Venture capital investors have their eyes on long-term and palliative care as well as behavioral health, and told the Health Datapalooza audience last week it's not all about the tech.
The panel came at the tail end of a week that saw two multi-billion dollar deals in the home health and long-term care arena. Real estate company Welltower and nonprofit health system ProMedica Health entered into a joint venture to acquire HCR ManorCare, a large provider of post-acute care and long-term care, and nursing home chain Arden Courts to create a $7 billion system.
Humana, along with private equity firms TPG Capital and Welsh, Carson, Anderson & Stowe, earlier last week announced an acquisition of hospice operator Curo for $1.4 billion.
Not to be left out, Amazon is reportedly on a cross-country recon tour to see if it can develop technologies for the aging population, CNBC reported.
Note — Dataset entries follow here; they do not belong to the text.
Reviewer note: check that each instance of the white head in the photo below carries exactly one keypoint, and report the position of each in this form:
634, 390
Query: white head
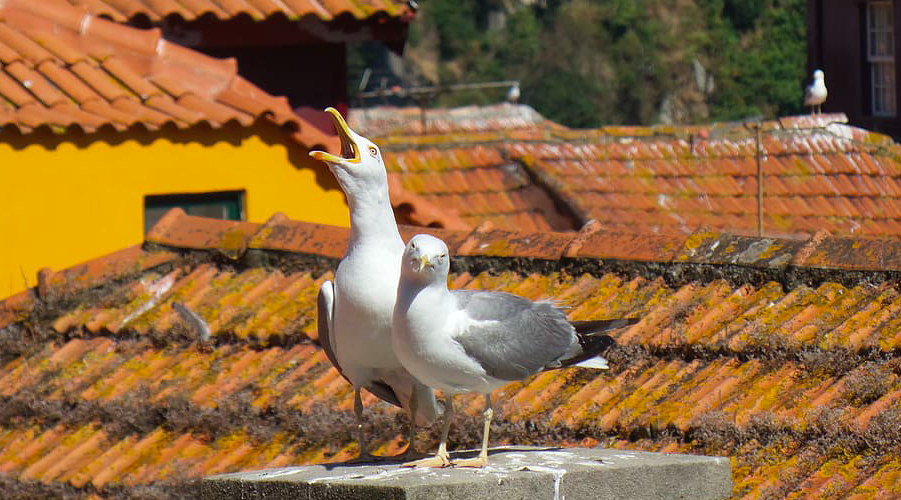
425, 260
360, 167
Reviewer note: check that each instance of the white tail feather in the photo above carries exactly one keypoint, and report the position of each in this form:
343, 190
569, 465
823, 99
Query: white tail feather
596, 362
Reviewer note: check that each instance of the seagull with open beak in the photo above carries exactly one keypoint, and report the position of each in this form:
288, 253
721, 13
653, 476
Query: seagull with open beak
355, 311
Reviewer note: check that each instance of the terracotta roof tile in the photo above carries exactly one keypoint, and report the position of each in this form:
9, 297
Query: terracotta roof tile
819, 173
720, 362
189, 10
53, 54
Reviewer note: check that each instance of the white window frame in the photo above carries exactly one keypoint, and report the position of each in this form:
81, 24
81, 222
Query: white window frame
881, 58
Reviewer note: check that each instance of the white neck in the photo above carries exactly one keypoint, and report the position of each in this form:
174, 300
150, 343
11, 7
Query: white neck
371, 216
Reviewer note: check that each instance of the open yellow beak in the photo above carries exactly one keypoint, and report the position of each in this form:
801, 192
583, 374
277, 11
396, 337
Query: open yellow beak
350, 153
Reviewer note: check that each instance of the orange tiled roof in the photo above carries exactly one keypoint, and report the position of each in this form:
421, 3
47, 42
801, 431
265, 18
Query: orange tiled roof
157, 10
63, 67
818, 173
779, 353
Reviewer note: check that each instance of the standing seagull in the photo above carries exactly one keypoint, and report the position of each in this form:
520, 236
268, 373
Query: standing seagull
476, 341
355, 310
815, 93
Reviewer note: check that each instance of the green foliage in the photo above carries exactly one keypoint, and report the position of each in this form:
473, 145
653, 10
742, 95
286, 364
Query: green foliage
586, 63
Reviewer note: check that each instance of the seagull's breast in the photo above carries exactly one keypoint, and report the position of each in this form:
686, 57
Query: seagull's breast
365, 291
423, 342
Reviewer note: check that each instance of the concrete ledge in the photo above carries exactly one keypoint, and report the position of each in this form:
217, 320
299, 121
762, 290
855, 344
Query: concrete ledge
513, 473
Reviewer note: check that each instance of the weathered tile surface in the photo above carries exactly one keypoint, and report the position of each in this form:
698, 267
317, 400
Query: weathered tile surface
105, 387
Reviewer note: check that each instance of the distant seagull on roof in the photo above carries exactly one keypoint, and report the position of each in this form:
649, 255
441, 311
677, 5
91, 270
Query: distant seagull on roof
513, 93
815, 93
476, 341
355, 310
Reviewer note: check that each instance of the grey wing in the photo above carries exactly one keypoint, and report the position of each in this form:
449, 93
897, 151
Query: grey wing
325, 312
512, 337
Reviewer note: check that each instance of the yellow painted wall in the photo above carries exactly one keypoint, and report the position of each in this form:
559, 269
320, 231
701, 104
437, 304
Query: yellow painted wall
67, 199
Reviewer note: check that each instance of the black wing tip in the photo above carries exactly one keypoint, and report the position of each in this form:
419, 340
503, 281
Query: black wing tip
592, 345
591, 327
384, 392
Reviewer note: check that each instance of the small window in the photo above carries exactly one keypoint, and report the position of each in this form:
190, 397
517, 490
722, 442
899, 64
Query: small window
221, 205
881, 57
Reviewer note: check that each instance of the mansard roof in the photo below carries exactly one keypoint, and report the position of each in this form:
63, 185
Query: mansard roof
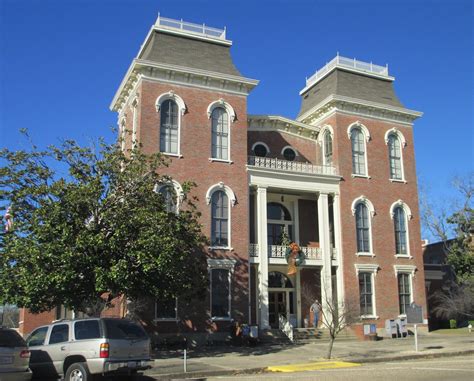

VCs hit a new funding record in the digital health space this year, and panelists said they are looking for business opportunities that improve the patient experience.
Homecare is the gatekeeper to keeping expenses down, one reason Humana bought into the space, Annie Lamont, managing partner at Oak HC/FT, said. In owning and operating home health, the insurer has the opportunity to bring down plan costs by keeping patients out of more pricey care settings. Lamont mentioned companies like Quartet Health that are jumping into the behavioral health market.
Companies can't bet on technology as a business survival strategy, panelists cautioned.
"Technology is nice but it's the cherry, not the ice cream," Lisa Suennen, senior managing director for healthcare investing at GE Ventures, said during the panel, adding it can be frustrating when a company focuses more on the tech rather than the outcomes. "[Technology] has to deliver value to patients and the system," she said.
Every large organization believes datasets can be a savior to their business model, Bryan Roberts, partner at Venrock, said during an earlier discussion with Devoted Health founder and former U.S. CTO Todd Park.
Datasets need to work in tandem with each other to realize benefits for clinicians and practitioners to achieve insights to their patients.
To that end, Donald Rucker, National Coordinator for Health IT, said that his office, in conjunction with payers and HL7, was in the early stages of sorting standards for population health data.
Rucker said that once those get up and running and providers can view that data, it could be the final brick to piece together a modern Big Data approach in healthcare and help patient empowerment. Rucker is hoping legislation such as the 21st Century Cures Act will inject consumer principles in the market.
Consumers will have more care choices going forward. Startups are also making plays in the home health, primary care, retail and long-term care spaces.
When Amazon announced it would create a healthcare company with J.P. Morgan and Berkshire Hathaway, the news moved markets.
But the incumbent players could use a kick in the pants. Lamont said providers, after years spent focusing on EHR implementation, now have the opportunity to change care delivery processes.
"People need fear in their lives," Lamont said, adding it stimulates competition.